I don’t mean a literal lid. By LID, I mean Low Impact Development: a term that broadly refers to a whole suite of engineered solutions that all have at their core a common goal: to slow storm water down and allow it to re-infiltrate, reducing the volume of stormwater and the amount of pollutants that run off into the sound. LID can take many different forms: it can be as simple as a curb cut that lets stormwater run into a grassy swale so the plants can trap some of the sediment and chemicals and take up the water; or as complex as a highly engineered and carefully crafted rain garden with amended soils and plants specifically designed to handle large amounts of stormwater. LID can be placed on streets, parking lots, roofs or walls and can be scaled up or scaled down as needed. Plus, as you can see in the links in this paragraph, green or LID infrastructure can be attractive and enhance the aesthetics and even increase property values of buildings or neighborhoods if done and maintained correctly.
Fortunately, our local governments and institutions are recognizing how vital LID is to the future of managing storm water and the health of our Sound. The City of Seattle is a leader in LID infrastructure. And our federal and state construction permit systems are starting to increasingly require LID as part of stormwater management, which is driving a lot of these governmental efforts and in turn improving how stormwater is handled in new development. However, because storm water is everywhere, and because older development retrofits may be slower and more expensive, it is important to diffuse the information and technical expertise far and wide so that the public has a better understanding of the impacts of storm water and how we all play a role in solving this problem.

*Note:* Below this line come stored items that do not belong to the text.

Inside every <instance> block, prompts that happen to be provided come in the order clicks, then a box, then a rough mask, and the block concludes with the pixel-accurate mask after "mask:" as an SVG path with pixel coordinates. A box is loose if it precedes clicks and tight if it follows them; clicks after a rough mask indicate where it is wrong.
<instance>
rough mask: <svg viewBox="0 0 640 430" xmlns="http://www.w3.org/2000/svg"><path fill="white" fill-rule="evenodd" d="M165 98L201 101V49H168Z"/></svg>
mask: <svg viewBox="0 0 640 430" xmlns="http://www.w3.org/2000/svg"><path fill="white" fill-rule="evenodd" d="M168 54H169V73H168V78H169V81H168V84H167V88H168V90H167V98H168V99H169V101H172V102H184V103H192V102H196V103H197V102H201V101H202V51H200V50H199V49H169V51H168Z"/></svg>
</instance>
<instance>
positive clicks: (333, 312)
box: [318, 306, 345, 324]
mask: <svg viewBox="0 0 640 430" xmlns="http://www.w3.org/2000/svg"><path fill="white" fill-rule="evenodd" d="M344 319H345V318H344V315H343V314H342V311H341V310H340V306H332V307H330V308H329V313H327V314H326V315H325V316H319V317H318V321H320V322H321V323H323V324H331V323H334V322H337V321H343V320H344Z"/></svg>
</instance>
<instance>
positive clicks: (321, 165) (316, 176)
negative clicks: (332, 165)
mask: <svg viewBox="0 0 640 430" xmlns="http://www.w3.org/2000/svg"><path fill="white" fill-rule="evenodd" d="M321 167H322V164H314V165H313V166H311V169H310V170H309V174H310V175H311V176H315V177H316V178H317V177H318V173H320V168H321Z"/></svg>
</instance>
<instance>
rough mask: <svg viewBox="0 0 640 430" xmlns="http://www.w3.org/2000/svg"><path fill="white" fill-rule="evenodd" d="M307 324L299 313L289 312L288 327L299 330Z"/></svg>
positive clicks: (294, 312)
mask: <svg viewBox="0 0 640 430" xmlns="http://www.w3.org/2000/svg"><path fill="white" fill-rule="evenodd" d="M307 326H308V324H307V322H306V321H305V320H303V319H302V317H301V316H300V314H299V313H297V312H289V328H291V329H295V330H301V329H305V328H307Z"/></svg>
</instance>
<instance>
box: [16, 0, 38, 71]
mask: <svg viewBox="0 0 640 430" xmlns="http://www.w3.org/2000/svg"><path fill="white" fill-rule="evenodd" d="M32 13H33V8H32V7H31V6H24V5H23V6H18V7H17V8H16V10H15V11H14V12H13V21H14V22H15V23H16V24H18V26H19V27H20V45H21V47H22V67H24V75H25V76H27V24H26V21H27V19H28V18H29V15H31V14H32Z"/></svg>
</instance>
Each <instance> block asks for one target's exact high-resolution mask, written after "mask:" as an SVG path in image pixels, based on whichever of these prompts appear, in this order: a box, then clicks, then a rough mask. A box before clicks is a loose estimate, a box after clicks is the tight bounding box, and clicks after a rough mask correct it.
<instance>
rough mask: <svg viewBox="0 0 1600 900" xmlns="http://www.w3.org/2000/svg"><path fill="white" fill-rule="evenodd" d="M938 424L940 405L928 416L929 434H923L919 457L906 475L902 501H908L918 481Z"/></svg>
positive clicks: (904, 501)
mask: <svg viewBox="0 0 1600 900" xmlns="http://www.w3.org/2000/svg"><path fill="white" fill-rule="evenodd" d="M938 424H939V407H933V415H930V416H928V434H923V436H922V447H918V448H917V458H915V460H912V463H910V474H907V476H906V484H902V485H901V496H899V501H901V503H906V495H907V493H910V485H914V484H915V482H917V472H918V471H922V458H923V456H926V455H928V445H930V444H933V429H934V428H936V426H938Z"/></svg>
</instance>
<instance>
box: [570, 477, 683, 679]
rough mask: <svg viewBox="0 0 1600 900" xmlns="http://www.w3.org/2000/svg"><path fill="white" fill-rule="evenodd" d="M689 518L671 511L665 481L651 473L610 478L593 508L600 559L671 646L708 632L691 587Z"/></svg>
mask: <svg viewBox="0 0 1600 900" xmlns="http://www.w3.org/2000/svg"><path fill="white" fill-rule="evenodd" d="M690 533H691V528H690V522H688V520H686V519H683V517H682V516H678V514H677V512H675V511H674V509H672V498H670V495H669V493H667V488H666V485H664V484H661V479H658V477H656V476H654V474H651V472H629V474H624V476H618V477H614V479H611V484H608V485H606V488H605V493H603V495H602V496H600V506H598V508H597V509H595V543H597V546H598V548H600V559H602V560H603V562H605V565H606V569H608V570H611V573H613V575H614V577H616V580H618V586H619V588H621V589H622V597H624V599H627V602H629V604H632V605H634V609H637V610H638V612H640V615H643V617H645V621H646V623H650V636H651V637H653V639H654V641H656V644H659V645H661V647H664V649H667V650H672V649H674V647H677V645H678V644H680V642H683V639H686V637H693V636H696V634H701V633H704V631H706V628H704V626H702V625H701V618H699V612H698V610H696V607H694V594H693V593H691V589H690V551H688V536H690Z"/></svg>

That’s where the teacher training comes in. The Pacific Education Institute offers free teacher training workshops on many subjects, including an amazing curriculum all about storm water (the elementary and secondary curricula are free and available for download here) that teaches students about this issue and engages them in hands-on activities that help them research and problem-solve storm water issues at their school and in their neighborhoods. My colleague and I went to check it out to see if it’s something we can integrate into our district’s elementary curriculum. And we also were able to check out the incredible work being done on stormwater engineering and low impact development at Washington State University’s Stormwater Center in Puyallup, where the workshop was held. This campus is working on a whole range of LID research, including comparing and contrasting stormwater runoff from different kinds of pervious paving; comparing water quality runoff from roofing materials; and investigating how different soil mixes and vegetation influence water quality and treatment in raingardens. They also have researchers studying the toxic effects of stormwater on salmonids, with some really dramatic and concerning results coming to light about the lethality of stormwater on juvenile salmon.
I’m really looking forward to bringing back the ideas and curriculum we learned about to our students. There are many exciting things about this subject: opportunities to learn about principles of biology and engineering, as well as a real opportunities to empower students to make a difference through investigating stormwater issues at their school and at home. Just like climate change, this is an issue that is going to take all of us working from many different angles. Together, we can put a LID on it.